The following week I stayed in to same studio, with Seb, to start producing the Chris Difford album that we’ve been writing for the last few months. It felt great to be working with someone who has made so many timeless records, and who is still open to trying new directions. One fantastic moment came when Chris brought in his earliest demos, on reel-to-reel tapes that had not been played since 1973. We all looked on in respectful silence as the engineer lined them up on the tape machine (a rare sight nowadays), and when the first song came through I realised it was in the same key as the one we were working on that day, which was about that period in Chris’s life. I sampled the tape and played it backwards through our track, creating a psychedelically nostalgic background. Being in that beautiful studio, 12 hours a day for 10 days, working on 41 different pieces of music with my friends, I really felt like producing is what I love doing the most. Some parts of it are quite geeky, for instance just having loads of guitars and amps and beautiful set out and ready to go; some parts of it are much deeper, as the best kind of focus comes when you are so deeply into the essence of the music that it hardly feels like work – until the end of the day when exhaustion comes crashing down.
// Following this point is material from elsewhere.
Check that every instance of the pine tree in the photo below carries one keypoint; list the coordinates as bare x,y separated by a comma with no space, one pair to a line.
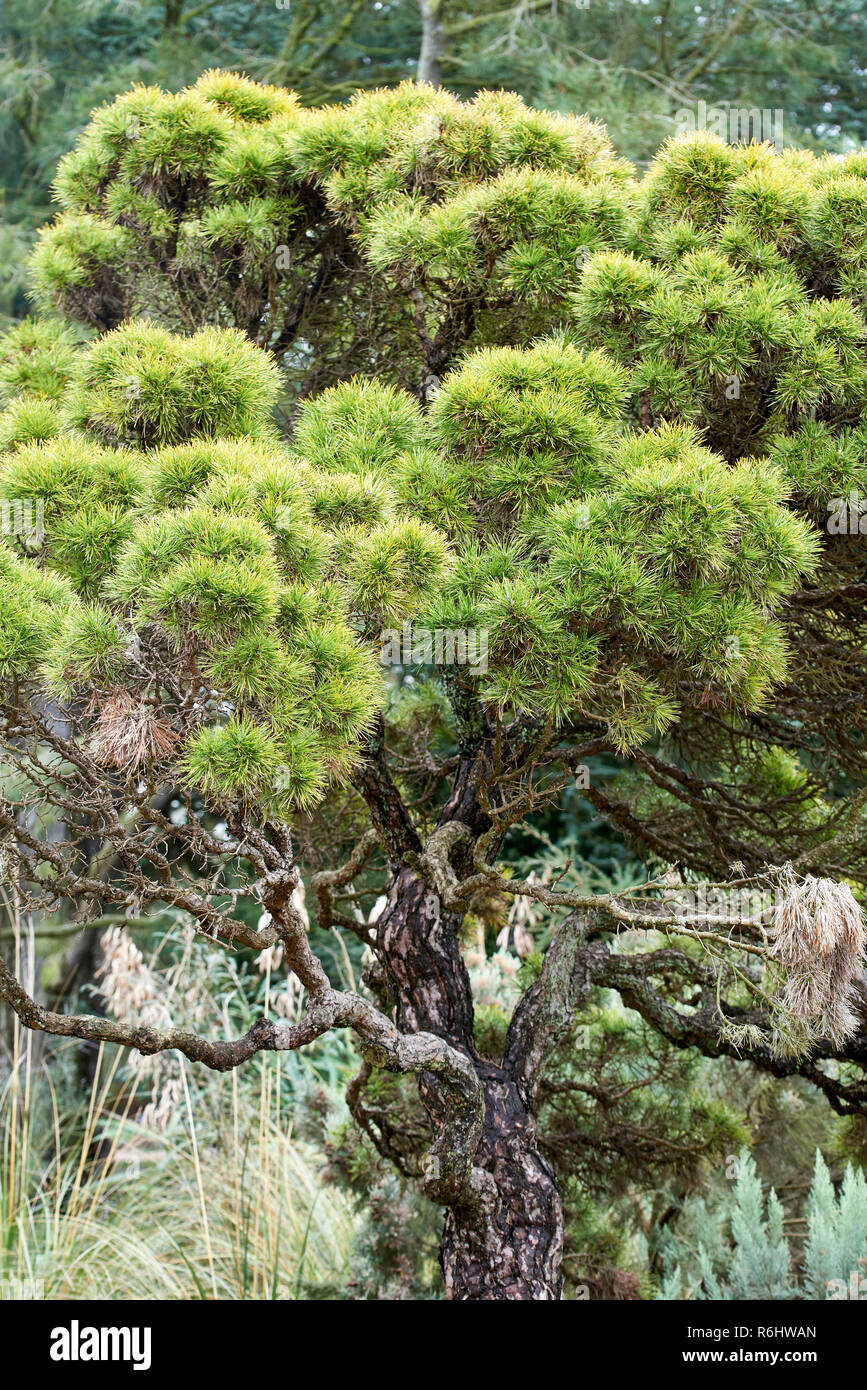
562,451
Much of December was spent in solitary confinement in my studio, tweaking and refining mixes and edits of Brian Eno’s Pure Scenius project, and continuing to work on Iarla O’Lionaird’s album. There was also a session for a film score which demanded classical guitar only, which always freaks me out a bit as I’m not really trained on it, and my classical guitar isa 3/4 scale one intended for children. But I managed to get through, aided by the extra time afforded to me by various technical difficulties!

This December saw the second outing of Twisted Christmas at the Barbican, which gave me the rare opportunity to jam with a bagpiper, accompany Eliza Carthy singing a Chris De Burgh song, and play rhythm guitar to Richard Hawley’s lead. I made the most out of my new toy – a set of ‘blossum bells’, made by some eccentric guy in San Fransisco. They are 6 large metal cones on a stick, and you don’t know which notes they’ll be until they arrive. being restricted to 6 notes makes you come up with more interesting parts; I was reminded of it last week when I had to play a part on Farfisa in C, when none of the C’s worked.

I used the lull before Christmas to finish off a few of the things I’d promised to do for friends, but which I hadn’t yet found time for. I also did another session for Trevor Horn, for a South African tenor singer. I really enjoy working for Trevor because of the precision that’s required, combined with a very English sense of both humour and professionalism. He even took time to play me the original multi-tracks of ‘Video Killed The Radio Star’, which was fascinating to dismantle and strip back to an absolutely killer 4-piece band live performance.

Finally, I went through quite a strange period with a project I was working on before Christmas, which dented my confidence. The immediately positive outcome of it was that I realised that for me, it’s important never to take confidence for granted, and often it’s helpful to deliberately undermine it. Feeling like there’s a long way to go, or being aware of a multitude of deficiencies can seem daunting or depressing, but it’s also a great catalyst to progress and improvement. That’s not to say it’s good to be insecure – that’s an impediment too. I just think it’s best to be as ‘transparent’ as possible, and never let a preconceived idea of right and wrong stifle creativity. I think it’s the musical equivalent of the scientific ‘double-blind’ test.